The guards stood by with their fingers applying most of the pressure necessary to pull the triggers.
. . . MEEEEEEEEE . . .
The doors opened.
And the dead spilled out into the corridor like clowns exiting a vehicle at a circus affair, the flow of people never-ending.
. . . COOOOOOME TOOO MEEEEEEEEE . . .
The guards pulled the triggers in quick succession, the bullets finding the center of body mass. Chunks and bits of decayed flesh and viscous fluid blew back, showering those who were behind the first wave, but the front line continued on, the undead absorbing the bullets as if they were nothing more than the sting of wasps.
Then the guards redirected their aim for headshots, and pulled the triggers.
Heads sheered away as cranial pieces and gray gore took flight, the bodies falling, but the second wave leapt over them with athletic ease and came at them with unbelievable speed.
Muzzle flashes continued to spark the corridor with light as the guards continued to hit their targets, all headshots, taking down the de
ad, but they were like roaches.
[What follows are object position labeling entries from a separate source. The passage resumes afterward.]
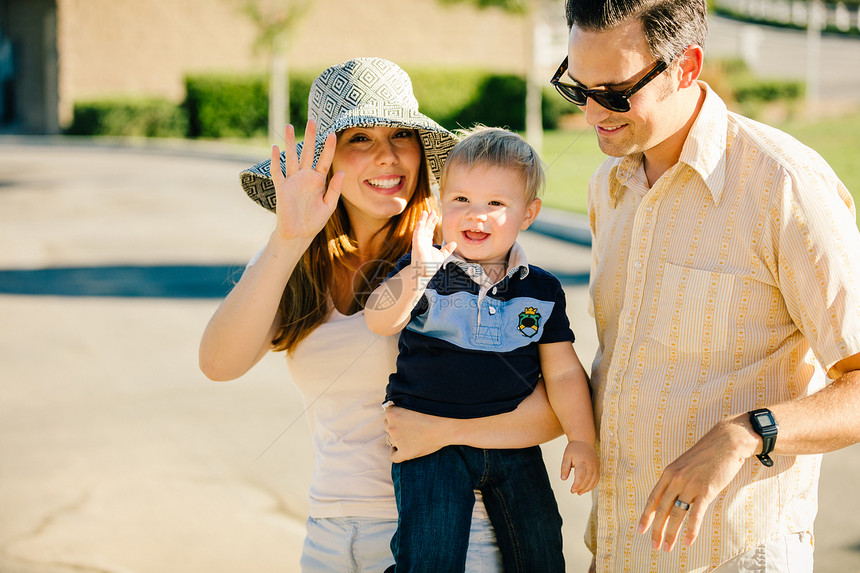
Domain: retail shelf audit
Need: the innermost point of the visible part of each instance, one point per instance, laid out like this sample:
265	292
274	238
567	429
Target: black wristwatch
764	424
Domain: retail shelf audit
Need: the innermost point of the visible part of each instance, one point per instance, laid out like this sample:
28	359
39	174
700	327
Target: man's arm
821	422
415	434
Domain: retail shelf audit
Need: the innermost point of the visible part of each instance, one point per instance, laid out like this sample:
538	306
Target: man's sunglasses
611	100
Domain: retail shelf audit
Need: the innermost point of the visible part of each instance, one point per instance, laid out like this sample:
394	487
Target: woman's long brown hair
305	301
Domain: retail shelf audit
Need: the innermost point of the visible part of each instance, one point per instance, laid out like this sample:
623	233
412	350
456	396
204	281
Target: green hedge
143	117
461	98
221	105
226	106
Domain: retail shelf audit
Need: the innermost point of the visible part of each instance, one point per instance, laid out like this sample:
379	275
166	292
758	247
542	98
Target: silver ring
681	505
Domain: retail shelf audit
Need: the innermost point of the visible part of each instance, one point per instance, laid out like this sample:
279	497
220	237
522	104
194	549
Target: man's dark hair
670	25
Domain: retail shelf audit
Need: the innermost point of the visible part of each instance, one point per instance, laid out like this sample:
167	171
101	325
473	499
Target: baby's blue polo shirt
470	348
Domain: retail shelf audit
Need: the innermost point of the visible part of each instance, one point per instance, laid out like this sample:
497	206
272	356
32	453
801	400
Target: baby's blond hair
497	147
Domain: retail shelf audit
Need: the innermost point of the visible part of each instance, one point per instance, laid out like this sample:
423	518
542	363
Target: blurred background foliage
236	106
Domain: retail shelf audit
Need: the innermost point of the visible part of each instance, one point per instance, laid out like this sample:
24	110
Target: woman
345	211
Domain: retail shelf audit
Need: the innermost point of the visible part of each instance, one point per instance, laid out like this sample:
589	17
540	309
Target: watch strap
768	438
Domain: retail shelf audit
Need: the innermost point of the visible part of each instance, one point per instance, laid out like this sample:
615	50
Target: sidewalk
118	456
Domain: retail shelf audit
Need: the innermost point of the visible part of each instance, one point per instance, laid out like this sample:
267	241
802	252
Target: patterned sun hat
364	92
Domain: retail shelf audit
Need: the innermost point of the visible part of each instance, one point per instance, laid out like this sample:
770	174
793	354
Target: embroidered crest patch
529	321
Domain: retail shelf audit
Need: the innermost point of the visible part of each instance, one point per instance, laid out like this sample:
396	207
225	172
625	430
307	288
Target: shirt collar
516	262
704	151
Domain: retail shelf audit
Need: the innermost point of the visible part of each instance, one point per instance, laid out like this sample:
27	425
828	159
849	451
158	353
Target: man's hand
413	434
696	478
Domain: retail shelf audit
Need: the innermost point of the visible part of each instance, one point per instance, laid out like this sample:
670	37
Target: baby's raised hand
583	458
425	257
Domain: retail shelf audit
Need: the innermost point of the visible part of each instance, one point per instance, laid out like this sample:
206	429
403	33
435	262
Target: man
726	290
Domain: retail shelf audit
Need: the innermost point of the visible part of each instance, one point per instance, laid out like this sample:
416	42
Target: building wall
126	47
30	25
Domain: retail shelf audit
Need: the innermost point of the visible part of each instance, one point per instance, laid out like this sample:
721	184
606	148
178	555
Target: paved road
117	455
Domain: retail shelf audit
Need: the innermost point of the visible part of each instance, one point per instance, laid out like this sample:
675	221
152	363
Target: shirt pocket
694	312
No matter what you did to stop the flow, they just kept coming.
“How can there be so many?” one guard cried.
They leapt and caromed off the corridor walls, bouncing from one side to the other.
“What the Hell are these things?” one guard hollered, then he ran out of ammo, ejected his magazine, and quickly seated another. “I’m running low!”
“Same!”
They started to move back, firing and taking out the dead with headshots, sending gray matter to splash against the surrounding pipes and conduits in ghoulish display.
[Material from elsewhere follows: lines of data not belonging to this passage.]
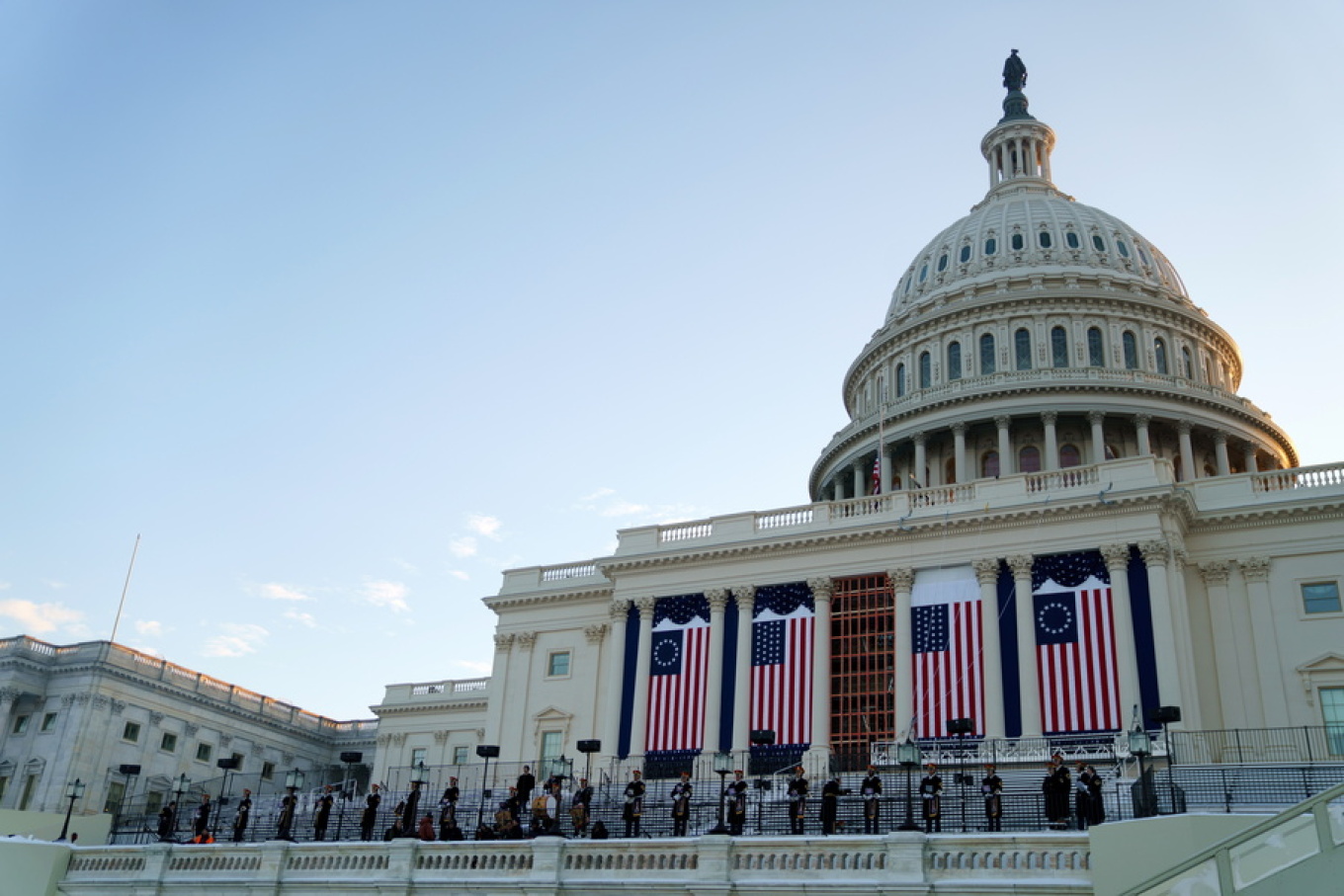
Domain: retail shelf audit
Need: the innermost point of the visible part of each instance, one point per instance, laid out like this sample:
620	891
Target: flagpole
116	622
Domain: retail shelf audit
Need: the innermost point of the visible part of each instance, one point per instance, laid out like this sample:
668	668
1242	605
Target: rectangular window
1332	709
1321	597
558	664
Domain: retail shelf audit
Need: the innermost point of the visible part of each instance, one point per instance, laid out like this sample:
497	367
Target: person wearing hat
633	803
992	788
871	791
930	794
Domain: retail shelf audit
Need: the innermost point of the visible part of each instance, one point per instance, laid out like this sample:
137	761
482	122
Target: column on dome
1029	682
821	594
745	597
1127	657
1098	436
1141	422
1051	458
620	612
1007	462
902	583
986	574
640	712
1187	450
959	448
717	600
1224	466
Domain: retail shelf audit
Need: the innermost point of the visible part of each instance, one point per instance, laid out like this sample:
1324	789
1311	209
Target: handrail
1220	852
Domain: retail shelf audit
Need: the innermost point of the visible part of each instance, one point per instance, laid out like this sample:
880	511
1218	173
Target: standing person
682	805
370	816
633	803
579	807
798	799
736	795
324	814
871	790
930	794
241	818
992	788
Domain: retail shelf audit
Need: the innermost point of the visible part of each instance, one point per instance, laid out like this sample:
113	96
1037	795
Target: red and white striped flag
947	638
1075	657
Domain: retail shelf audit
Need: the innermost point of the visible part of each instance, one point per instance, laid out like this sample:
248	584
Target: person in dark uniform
324	813
633	803
930	794
241	818
871	791
798	799
370	816
736	795
992	788
682	805
831	794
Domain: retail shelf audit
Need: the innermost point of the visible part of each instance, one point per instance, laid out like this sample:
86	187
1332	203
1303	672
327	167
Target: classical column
1269	676
1007	462
986	574
959	448
717	600
821	592
1029	682
902	581
1127	660
1051	458
745	597
1097	419
1187	450
1141	422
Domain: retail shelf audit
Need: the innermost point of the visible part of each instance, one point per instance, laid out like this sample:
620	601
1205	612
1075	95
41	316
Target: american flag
947	634
1075	657
678	667
781	663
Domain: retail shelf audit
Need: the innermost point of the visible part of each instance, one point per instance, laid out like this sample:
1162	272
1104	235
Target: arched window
1096	351
1022	348
1059	347
989	465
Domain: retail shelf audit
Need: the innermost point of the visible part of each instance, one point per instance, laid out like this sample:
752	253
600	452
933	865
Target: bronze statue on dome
1015	73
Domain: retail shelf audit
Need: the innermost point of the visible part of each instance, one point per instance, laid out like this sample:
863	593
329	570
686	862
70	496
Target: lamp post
909	757
74	791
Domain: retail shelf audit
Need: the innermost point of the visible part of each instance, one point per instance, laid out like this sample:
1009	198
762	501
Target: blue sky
346	306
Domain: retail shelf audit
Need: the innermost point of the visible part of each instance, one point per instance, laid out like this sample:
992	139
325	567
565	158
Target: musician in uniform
370	816
992	788
871	791
930	794
736	795
682	805
798	799
633	803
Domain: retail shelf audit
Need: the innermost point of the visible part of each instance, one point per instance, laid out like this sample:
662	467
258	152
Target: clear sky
344	308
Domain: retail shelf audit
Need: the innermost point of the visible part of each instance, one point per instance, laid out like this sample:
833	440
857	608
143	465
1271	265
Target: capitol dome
1038	333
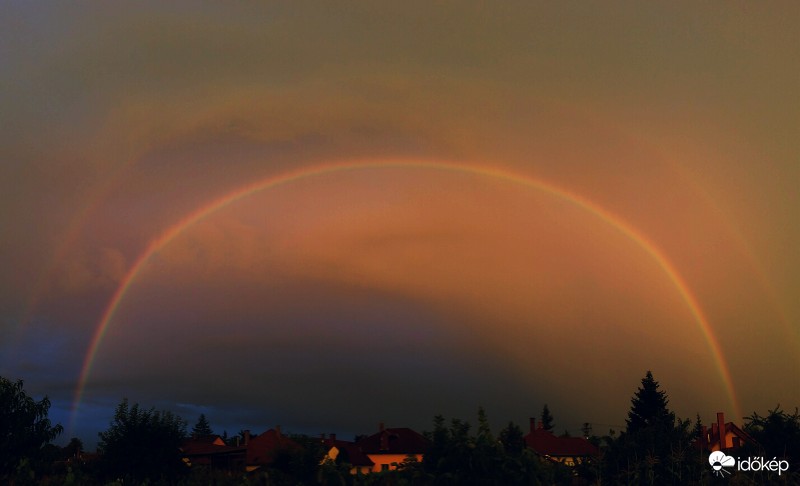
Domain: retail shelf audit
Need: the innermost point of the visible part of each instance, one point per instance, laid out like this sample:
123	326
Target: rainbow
322	170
. . . COOOOOOME TOOO MEEEEEEEEE . . .
As some fell to the corridor floor, others took their place and came at the guards with frenzied eyes and bony talons.
When one of the guard’s gun started to go off in a series of dry clicks, he dropped it and headed in the opposite direction, running as fast as he could. The second turned as well, pivoting on feet that were too slow to react in timely fashion as a hand slashed across the guard’s back, ripping its nails through his flesh, and drawing scratches across the bones of his vertebrae.
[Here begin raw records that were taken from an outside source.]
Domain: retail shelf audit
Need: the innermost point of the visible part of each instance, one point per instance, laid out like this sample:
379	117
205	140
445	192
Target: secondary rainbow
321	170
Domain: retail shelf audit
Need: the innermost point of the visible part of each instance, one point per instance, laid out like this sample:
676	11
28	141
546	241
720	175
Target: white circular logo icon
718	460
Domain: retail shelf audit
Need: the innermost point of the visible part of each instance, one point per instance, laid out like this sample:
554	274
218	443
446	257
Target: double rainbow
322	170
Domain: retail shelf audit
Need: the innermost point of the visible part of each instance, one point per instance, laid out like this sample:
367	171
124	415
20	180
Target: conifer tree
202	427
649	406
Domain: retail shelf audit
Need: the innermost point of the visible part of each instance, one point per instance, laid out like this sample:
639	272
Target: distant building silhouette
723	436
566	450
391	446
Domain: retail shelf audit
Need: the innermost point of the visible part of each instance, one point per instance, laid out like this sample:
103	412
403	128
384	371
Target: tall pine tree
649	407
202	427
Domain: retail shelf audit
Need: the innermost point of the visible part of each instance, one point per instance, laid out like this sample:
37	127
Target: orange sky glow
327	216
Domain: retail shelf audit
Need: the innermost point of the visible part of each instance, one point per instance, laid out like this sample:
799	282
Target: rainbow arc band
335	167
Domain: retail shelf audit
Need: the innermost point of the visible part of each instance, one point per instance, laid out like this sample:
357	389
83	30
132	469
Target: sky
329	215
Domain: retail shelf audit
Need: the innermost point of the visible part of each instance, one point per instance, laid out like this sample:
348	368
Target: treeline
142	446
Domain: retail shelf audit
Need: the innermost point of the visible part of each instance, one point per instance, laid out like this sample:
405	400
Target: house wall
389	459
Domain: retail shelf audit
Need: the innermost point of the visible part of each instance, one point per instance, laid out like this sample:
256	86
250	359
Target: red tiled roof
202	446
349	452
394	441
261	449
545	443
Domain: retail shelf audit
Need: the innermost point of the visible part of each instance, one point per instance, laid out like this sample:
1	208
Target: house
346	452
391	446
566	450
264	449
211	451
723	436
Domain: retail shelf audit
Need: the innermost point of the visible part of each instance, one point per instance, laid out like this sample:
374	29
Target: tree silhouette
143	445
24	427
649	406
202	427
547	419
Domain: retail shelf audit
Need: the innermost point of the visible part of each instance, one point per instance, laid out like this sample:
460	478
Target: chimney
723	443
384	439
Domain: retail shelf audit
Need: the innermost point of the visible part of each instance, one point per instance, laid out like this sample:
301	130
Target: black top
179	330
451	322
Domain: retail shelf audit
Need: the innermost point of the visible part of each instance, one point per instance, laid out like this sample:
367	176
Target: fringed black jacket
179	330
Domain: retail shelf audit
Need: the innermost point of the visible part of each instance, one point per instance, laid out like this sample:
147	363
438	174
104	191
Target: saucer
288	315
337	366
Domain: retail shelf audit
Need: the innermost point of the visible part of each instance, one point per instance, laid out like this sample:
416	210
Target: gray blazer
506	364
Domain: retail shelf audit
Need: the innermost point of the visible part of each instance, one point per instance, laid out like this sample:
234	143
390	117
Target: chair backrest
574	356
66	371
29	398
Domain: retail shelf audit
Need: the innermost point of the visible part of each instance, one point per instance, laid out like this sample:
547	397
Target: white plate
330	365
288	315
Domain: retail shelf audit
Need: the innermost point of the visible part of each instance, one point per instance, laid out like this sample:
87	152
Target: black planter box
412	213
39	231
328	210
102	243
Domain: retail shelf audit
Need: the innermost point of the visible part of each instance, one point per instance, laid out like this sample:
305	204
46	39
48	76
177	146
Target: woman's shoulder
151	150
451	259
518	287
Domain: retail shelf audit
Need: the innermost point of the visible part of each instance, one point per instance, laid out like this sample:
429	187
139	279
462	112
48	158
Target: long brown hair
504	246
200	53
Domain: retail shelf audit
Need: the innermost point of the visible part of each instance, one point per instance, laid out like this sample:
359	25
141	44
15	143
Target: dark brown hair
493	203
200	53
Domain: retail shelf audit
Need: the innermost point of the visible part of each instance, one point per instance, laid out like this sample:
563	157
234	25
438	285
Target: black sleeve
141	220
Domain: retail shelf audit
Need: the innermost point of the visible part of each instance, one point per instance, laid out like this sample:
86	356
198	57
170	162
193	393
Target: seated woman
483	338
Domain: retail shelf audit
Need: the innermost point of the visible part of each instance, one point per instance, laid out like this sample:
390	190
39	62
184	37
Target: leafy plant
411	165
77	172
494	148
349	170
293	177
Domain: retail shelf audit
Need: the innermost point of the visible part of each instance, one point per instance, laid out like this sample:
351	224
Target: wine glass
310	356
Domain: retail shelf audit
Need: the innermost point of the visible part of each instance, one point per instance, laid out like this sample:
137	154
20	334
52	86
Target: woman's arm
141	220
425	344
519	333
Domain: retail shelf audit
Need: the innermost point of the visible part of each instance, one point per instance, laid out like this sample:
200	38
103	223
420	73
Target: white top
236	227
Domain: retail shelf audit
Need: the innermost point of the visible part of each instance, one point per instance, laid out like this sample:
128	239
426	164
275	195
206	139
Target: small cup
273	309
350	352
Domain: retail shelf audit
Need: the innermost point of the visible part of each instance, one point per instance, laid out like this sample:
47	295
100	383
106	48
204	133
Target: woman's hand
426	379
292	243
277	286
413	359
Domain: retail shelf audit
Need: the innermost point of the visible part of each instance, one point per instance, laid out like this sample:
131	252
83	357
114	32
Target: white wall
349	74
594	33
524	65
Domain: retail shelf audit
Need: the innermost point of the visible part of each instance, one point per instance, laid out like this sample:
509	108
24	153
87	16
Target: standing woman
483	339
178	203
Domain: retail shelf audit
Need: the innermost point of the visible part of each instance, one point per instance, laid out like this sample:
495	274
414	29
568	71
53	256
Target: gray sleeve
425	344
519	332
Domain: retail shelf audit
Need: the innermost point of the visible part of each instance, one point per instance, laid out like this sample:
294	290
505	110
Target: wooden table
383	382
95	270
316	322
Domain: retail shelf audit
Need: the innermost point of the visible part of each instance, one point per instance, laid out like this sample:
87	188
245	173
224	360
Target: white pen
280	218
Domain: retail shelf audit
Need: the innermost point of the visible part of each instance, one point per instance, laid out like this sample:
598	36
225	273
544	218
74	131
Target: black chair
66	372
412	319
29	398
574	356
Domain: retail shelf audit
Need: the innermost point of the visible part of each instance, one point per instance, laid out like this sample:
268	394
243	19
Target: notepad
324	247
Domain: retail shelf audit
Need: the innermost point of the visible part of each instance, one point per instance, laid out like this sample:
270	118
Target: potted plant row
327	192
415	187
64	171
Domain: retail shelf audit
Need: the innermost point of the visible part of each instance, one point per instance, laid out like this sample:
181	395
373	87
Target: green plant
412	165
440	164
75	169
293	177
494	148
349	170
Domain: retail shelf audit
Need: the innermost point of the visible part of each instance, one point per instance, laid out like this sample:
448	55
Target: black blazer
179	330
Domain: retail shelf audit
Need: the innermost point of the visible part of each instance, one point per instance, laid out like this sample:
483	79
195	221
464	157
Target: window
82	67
The guard screamed, feeling the burning sensation of white-hot agonizing pain, the type of pain that would give pause to one who would believe that death would be a better alternative to this. As he fell to the floor they crawled over him like insects, the tips of their fingers tearing his skin as if it was as fragile as rice paper, then reached for the morsels of his innards.
A fount of blood erupted from the guard’s mouth, and then his lungs sounded off in a wet rattle a moment before they were ripped free.
The second guard ran down tunnels that branched off into several different directions. His group was nowhere to be seen.
“Mr. President!”
The dead gave chase.
The Detail guard took a series of turns, his eyes wide as he turned his head from one side to the other, seeing nothing but empty warrens. Where did they go?